Pine Lethe [Today's News Poem, September 28, 2010]

Pine Lethe [Today's News Poem, September 28, 2010]

You aren't worth the poem
it would take to explain.
Or maybe you are,
but I don't think that I'll bother.

What do I get for a mouthful of pinecones?
I reckon it's loss. Someone
must lose that another might win.
Braiding my hair made of needles,
infused with the scent of the sap of the conifer,
memory leaves me; diminished with stagnant
exhaust; and sirens—the beat of a chopper...
what do I get for reciting my loss?
Everything goes in the garbage it seems.
The pines leap into chippers,
and after digestion comes gas or hot air,
and nothing is worth the effort it takes
to be clear; so here's nothing.
It's not worth the poem.

“As Michelle Alexander so eloquently shows in her new book, "The New Jim Crow," a drug conviction automatically makes a person a second-class citizen who can be legally discriminated against in housing and employment, denied school loans, and barred for life from serving on juries, accessing public benefits and even voting.

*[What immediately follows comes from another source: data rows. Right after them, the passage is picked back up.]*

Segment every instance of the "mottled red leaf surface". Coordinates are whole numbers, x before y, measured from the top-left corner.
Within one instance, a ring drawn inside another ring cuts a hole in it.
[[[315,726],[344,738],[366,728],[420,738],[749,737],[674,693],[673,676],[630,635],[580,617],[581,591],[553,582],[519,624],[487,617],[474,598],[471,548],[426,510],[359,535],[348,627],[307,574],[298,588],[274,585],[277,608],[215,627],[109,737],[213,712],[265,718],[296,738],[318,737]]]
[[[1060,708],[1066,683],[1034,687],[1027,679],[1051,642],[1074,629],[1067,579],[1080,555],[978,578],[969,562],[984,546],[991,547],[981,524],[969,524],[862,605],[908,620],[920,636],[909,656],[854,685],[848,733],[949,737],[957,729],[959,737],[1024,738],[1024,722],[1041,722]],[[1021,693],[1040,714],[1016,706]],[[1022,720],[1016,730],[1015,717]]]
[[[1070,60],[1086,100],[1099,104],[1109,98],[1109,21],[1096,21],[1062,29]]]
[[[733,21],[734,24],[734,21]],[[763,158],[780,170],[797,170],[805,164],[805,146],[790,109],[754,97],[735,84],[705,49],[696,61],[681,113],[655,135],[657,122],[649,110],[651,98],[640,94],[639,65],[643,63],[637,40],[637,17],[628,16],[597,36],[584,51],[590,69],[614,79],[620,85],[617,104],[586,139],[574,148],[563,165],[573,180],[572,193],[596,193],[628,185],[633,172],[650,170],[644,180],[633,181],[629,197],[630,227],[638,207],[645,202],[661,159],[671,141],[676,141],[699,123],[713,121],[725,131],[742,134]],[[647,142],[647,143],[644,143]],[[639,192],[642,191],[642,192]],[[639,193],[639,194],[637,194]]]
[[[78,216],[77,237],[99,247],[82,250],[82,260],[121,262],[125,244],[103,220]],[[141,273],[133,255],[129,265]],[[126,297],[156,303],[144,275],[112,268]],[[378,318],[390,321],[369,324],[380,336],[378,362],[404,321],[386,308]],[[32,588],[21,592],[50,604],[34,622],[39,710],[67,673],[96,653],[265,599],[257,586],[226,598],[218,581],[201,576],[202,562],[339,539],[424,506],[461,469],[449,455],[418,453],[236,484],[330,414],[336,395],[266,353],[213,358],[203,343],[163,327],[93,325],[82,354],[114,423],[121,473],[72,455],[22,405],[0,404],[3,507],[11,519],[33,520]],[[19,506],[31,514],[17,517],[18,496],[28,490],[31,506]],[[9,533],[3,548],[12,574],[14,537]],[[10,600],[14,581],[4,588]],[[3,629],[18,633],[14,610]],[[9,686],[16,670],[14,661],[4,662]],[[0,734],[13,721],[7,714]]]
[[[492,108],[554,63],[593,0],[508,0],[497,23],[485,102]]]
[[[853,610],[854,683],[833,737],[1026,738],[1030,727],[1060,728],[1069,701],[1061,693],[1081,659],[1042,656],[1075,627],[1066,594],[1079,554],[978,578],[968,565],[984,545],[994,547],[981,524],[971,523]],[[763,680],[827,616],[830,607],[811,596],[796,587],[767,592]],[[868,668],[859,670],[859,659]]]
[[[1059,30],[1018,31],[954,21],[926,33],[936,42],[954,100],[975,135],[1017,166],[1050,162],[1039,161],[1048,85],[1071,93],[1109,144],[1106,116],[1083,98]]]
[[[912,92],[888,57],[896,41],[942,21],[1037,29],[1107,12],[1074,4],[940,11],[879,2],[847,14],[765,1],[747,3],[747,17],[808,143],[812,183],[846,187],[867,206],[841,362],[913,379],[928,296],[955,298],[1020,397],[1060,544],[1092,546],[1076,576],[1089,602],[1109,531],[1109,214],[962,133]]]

While African Americans make up only about 13 percent of the U.S. population and about 15 percent of drug users, they make up about 38 percent of those arrested for drug law violations and a mind-boggling 59 percent of those convicted for drug law violations.”
– Bill Piper, CNN Opinion, September 28, 2010 10:03 a.m. EDT

“Our shocking picture shows the troubled Mean Girls star wrapping a tourniquet around her lower arm - the method addicts use to raise a vein.”